Cali. I’m still in Cali. It’s been 28 days since I first arrived on Sept. 21st and took my first private salsa class with Vanessa, my instructor. I had no idea that I would like salsa as much as I dd. And after a great deal of soul searching and cost-benefit analysis, I even paid the fee to change my return flight home so that I could stay two weeks longer than I had originally planned. It was one of the best decisions I’ve ever made.
What can I say about Cali other than I am content learning salsa, practicing my Spanish, and really happy about how the last 6 months on the road and my life in general has been going.

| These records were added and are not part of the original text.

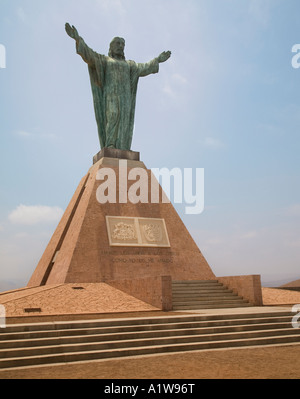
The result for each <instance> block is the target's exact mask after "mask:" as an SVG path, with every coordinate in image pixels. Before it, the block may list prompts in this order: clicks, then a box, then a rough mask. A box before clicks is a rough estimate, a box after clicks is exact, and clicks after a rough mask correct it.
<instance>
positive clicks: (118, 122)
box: [65, 23, 171, 150]
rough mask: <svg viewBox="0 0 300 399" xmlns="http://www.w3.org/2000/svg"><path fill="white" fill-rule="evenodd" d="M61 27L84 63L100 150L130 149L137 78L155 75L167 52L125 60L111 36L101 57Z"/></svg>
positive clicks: (124, 56)
mask: <svg viewBox="0 0 300 399" xmlns="http://www.w3.org/2000/svg"><path fill="white" fill-rule="evenodd" d="M65 28H66V32H67V34H68V35H69V36H70V37H72V38H73V39H74V40H75V41H76V50H77V53H78V54H79V55H80V56H81V57H82V58H83V60H84V61H85V62H86V63H87V64H88V68H89V74H90V80H91V87H92V93H93V100H94V109H95V116H96V121H97V126H98V135H99V140H100V146H101V148H104V147H108V148H117V149H121V150H130V148H131V142H132V135H133V127H134V115H135V104H136V93H137V86H138V81H139V78H140V77H143V76H147V75H149V74H152V73H157V72H158V71H159V63H161V62H165V61H166V60H167V59H169V58H170V56H171V52H170V51H165V52H163V53H161V54H160V55H159V56H158V57H157V58H154V59H153V60H152V61H150V62H147V63H136V62H134V61H127V60H126V59H125V56H124V48H125V40H124V39H122V38H120V37H115V38H114V39H113V40H112V42H111V43H110V49H109V54H108V56H105V55H101V54H98V53H96V52H95V51H93V50H92V49H91V48H89V47H88V46H87V45H86V43H85V42H84V40H83V39H82V37H80V36H79V34H78V32H77V30H76V28H75V27H74V26H72V27H71V26H70V25H69V24H68V23H67V24H66V27H65Z"/></svg>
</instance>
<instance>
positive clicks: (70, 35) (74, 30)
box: [65, 23, 79, 40]
mask: <svg viewBox="0 0 300 399" xmlns="http://www.w3.org/2000/svg"><path fill="white" fill-rule="evenodd" d="M65 29H66V32H67V34H68V35H69V36H70V37H71V38H72V39H74V40H78V39H79V34H78V32H77V29H76V28H75V26H74V25H72V27H71V25H70V24H68V23H66V25H65Z"/></svg>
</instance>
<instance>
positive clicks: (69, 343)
mask: <svg viewBox="0 0 300 399" xmlns="http://www.w3.org/2000/svg"><path fill="white" fill-rule="evenodd" d="M165 327H166V328H165V329H164V330H160V329H155V330H150V331H130V332H121V333H120V332H118V331H117V332H113V333H109V334H105V333H104V334H88V335H80V334H78V335H75V336H74V335H69V336H56V337H54V336H52V337H42V338H41V337H40V338H32V339H25V338H22V339H16V338H12V339H10V340H1V341H0V348H1V349H7V348H24V347H34V346H45V345H58V344H59V345H61V344H67V343H69V344H72V343H81V342H99V341H100V340H102V341H109V340H112V339H113V338H116V339H118V340H128V339H134V338H140V339H142V338H153V337H163V336H165V337H168V336H177V335H184V334H185V333H186V331H187V329H186V328H183V327H184V326H179V328H178V327H173V329H170V326H169V325H165ZM168 327H169V329H168ZM290 327H291V323H290V320H289V321H285V322H275V323H274V322H273V323H266V324H263V323H259V324H240V325H238V326H237V325H230V326H228V325H227V326H216V327H202V326H201V327H192V328H189V329H188V333H189V334H190V335H191V334H192V335H197V334H200V333H201V334H213V333H226V332H240V331H253V330H257V329H259V330H269V329H284V328H286V329H288V328H290Z"/></svg>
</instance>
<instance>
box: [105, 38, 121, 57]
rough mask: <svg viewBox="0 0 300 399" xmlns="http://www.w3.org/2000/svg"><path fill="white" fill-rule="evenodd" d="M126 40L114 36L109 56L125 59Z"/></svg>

Of all the wonderful places I’ve visited, Cali is the one place where I could see myself living- and I really mean living and being happy. The next time I retire, I think I’d like to live in Cali. It’s not the prettiest of cities, but it has become my favorite in all of Colombia.
Cali has been one of those places whose novelty hasn’t worn off on me and probably never will. The style of salsa, salsa caleña, is unique and cannot be found anywhere else in the world. It’s a lot faster than the salsa that we are accustomed to in the United States. Here’s a video that I took during the first night of the Festival Mundial de Salsa Cali 2011:
See how fast they move their feet? I think it’s incredible.
Here’s another cool one that I found on YouTube:
Salsa is the dominant form of music and dance in Cali, hence its moniker as the “Salsa Capital of the World.” The entire city is about salsa. You hear it in every taxi, in every restaurant, in every dance club and on every street. It is everywhere and everyone listens to it. Young people listen to and dance with the same enthusiasm to the same music that their elders listened to when they themselves were young.
Fortunately, I arrived around the time for the Festival Mundial de Salsa Cali 2011, Cali’s World Salsa Festival. What’s interesting is the few couples and groups who are here from other cities within Colombia and even from the United States have noticeably less spectacular dance routines compared to the Caleña groups.
Several times a week, travelers from the hostel go out with local friends to go salsa dancing. In the beginning, I’d mostly watch in awe as the locals did their turns and pasos Caleños. It took awhile, but, thanks to the patience of all the dance partners I’ve practiced with, both Colombianas and fellow travelers from the hostel alike, I was finally able to put everything I learned in class reasonably well out in public. I am especially thankful for all the Colombian girls, like Monica and Francy in the picture below, who would ask me to dance when I was still a beginner. I always enjoyed dancing with them because they would lead me since I didn’t know what I was doing.
So, I’m leaving Cali and a really great group of Colombian and international friends behind tonight. After spending nearly a month here, I’ve learned how to dance salsa and I’m really looking forward to trying my new moves back home in the U.S.A!
I’ve had so much fun in Cali. Thank you to all my friends here. You made my visit unforgettable and one of the highlights of my entire 6 months in South America. I’ll never forget you. I love you all.
Me diverte mucho en Cali. Gracias a todos mis amigos los que encontre aca. Lo hiciste mi viaje en Cali inolvidable y uno de lo mejores de mis enteros 6 meses en S. America. Nunca te olvidare. Los quiero mucho.
Cali es Cali. Lo demas es loma. (Cali is Cali. The rest is hills.)
I ended up changing my plan in order to stay an extra night in Cali! Tonight, we are all going dancing at a salsa club named Siboney for my last hurrah. I love Cali!